Measure for Measure


Yesterday I was struggling some.  I had this overwhelming feeling that everything I was doing was somehow not enough... or pointless.  The reality of the situation we are in landed on me, I suppose.  

I found myself mourning all the things that were being lost because of the global pandemic, and I felt myself growing angry, frustrated and a bit hopeless.  The realization that everything was going to be different after this... that there is so much uncertainty... it was too much.  

All of that kind of happened between 10 and 11:30AM, which seems to be the case lately.  Lately, my emotions keep me feeling like I am on a roller coaster that won't stop running, and I'm hitting the highest of highs and the lowest of lows all within the space of an hour or so.  

I read this poem the other day by Christina Rosetti---a poem about resurrection, that was unlike any poem about resurrection I've ever read.  Let me share the first stanza: 

I have no wit, no words, no tears;
My heart within me like a stone
Is numb'd too much for hopes or fears;
Look right, look left, I dwell alone;
I lift mine eyes, but dimm'd with grief
No everlasting hills I see;
My life is in the falling leaf:
O Jesus, quicken me. 

When I read that, it resonated with me on so many levels.  All the lines up to the last were true for me in that moment.  I felt like I was spiraling, free falling with no net below me.  

And at the end of the gut-wrenching confession, the poet does what I also felt like doing then... She cries out for help... but not just any help, not at all.  

She cries out for help from the One who saw the deepest part of the abyss, the One who stared down the emptiness that comes with the loss of God, the abandonment by his friends, the depths of the unknown, the blackness of death... 

And then rose to new life from all of it. 

I've come to understand that the Divine response to my deepest longings, my greatest needs is almost always in direct proportion to them --measure for measure.  

Even when I can't fully articulate what those needs are... even when I am feeling trapped on a rollercoaster that won't quit hitting fiendish loops and demonic dives right after reaching the top of a hill.  

I read this little snippet of writing from Fr.
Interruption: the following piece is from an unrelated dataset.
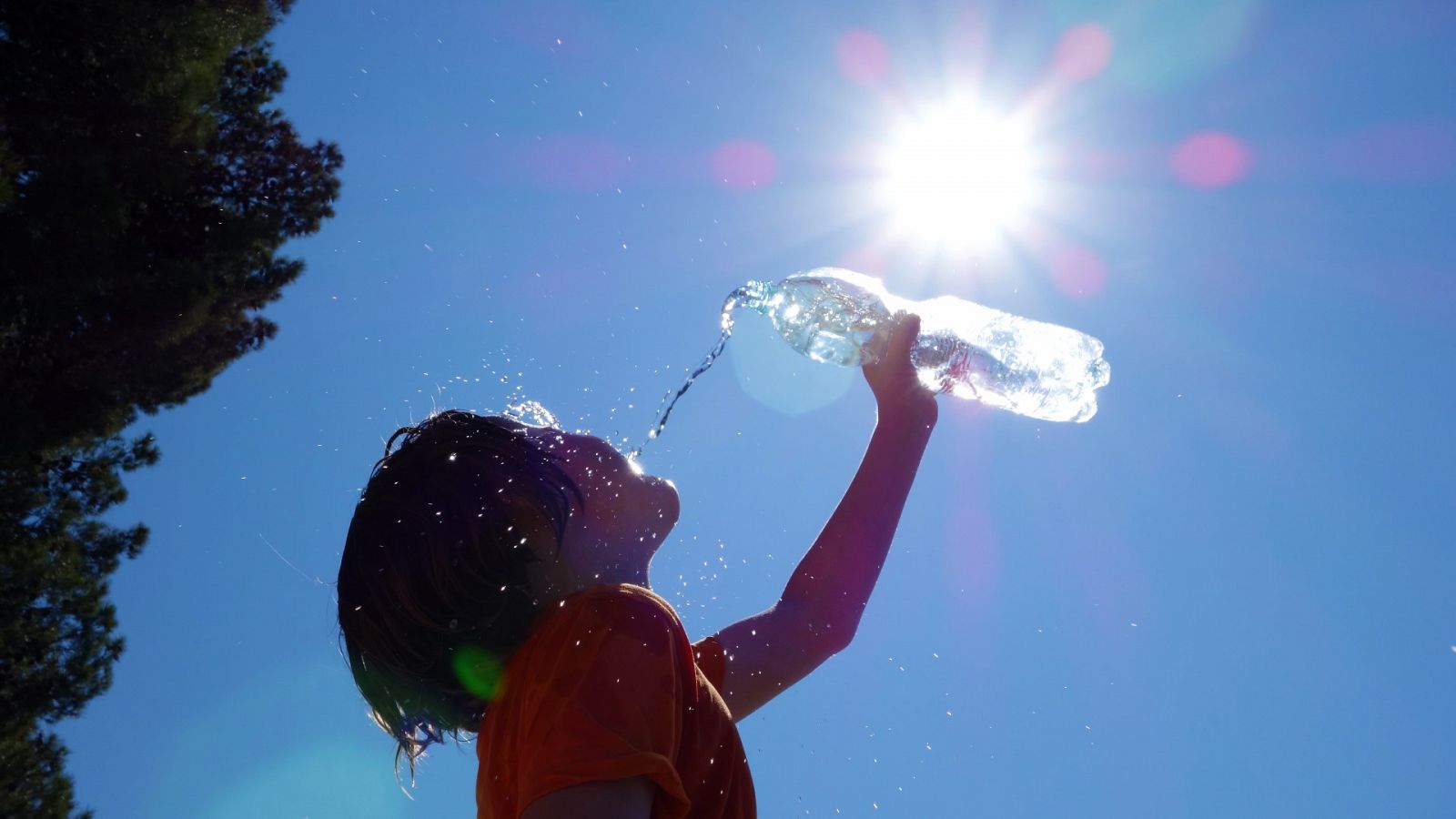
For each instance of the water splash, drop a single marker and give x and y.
(735, 299)
(531, 413)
Thomas Keating this morning, and it spoke directly to me.  He wrote:  
The experience of our desperate need for God's healing is the measure in which we experience his infinite mercy.  The deeper the experience of God's mercy the more compassion we will have for others. 
So in the end, it's not merely my own experience of God's mercy and healing that is the story.  It's what happens to me after I realize that my desperate need has been met with infinite mercy... and then I begin to see others through that lens of gratitude and grace.  

In other words, I find myself not only wondering if there are others out there who feel the way that I do, but also thinking about the ways in which I might be a blessing to them.  

If you experience great grace, and then keep it to yourself, you don't fully realize the grace, you don't allow it to do a complete work in you because you are resisting the selfless aspect of it. 

We all want healing, restoration, renewal, resurrection.  But many of us worry that if we want the same things for others, and actively try to offer it, show it, share it... that there may not be "enough" for us.  

God's grace isn't like pie.  There's more than enough to go around for everyone, everywhere.  And when we need it desperately, God's grace falls upon us like rain in the desert.  

When we cry out, we are heard... and loved... and lifted up...  

And then we must do the same to all those who are crying out around us.  Because we may be the very hands and feet of Christ to them, the answer to their prayers, the means of God's grace conveyed to them.  Just as they might be the answer to ours, the means of grace for us.  

May this be true for you today and every day.  And may the grace and peace of our Lord Jesus Christ be with you now and always. Amen.